Ainda de acordo com o boletim da Sesab, o número de mortes também cresceu no período: saltou de três para 20. Outras 12 mortes por suspeita da doença foram descartas e seis seguem em investigação. Na capital baiana, o número de casos notificados de dengue chega a 2.374 e a doença já foi a responsável por duas mortes este ano. 

Enquanto os casos de dengue crescem expressivamente, as notificações por Chikungunya caíram 40,5% e os de Zika em 3,5%. No estado, a Chikungunya e o Zika Vírus afetaram 1.841 e 991 pessoas, respectivamente.
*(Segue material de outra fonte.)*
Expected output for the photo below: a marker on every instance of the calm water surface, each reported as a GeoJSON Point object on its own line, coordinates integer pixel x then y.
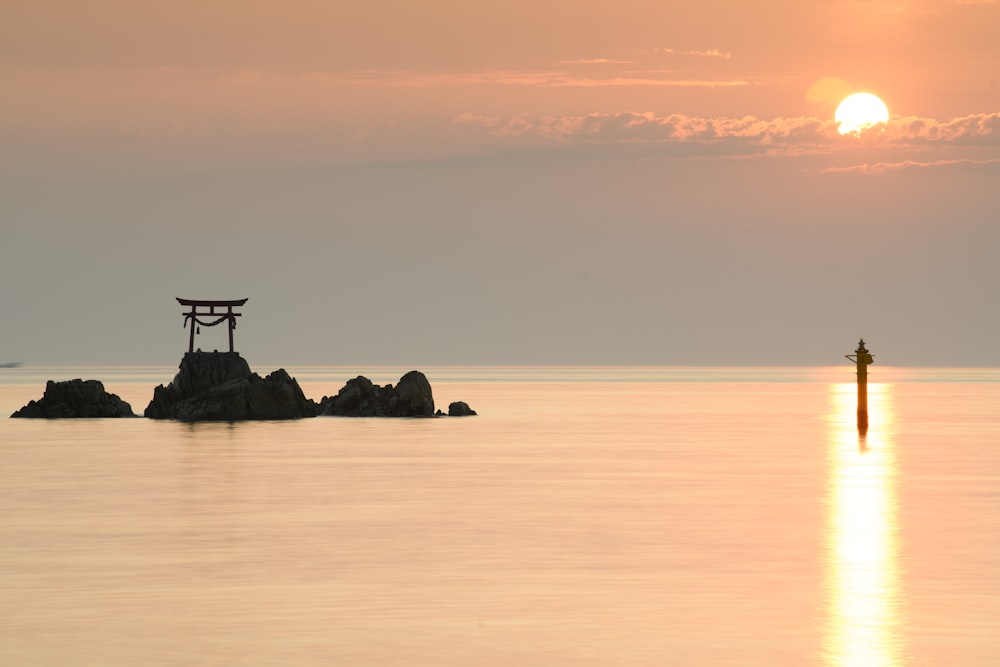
{"type": "Point", "coordinates": [588, 516]}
Três pessoas morreram por conta da Chikungunya . Já na capital baiana foram 200 casos de Chikungunya e 75 notificações de Zika Vírus. 

Atualmente, as principais doenças infecciosas que acometem os baianos são: Zika Vírus, dengue e Chikungunya, segundo apontam os especialistas Gúbio Soares e Miralba Freire. 

Ainda de acordo com eles, além das arboviroses, outra doença que tem chamado a atenção são as meningites virais. Na Bahia, até o dia 4 de maio, foram registrados 33 pessoas com a doença. Até o momento, nenhuma morte foi registrada.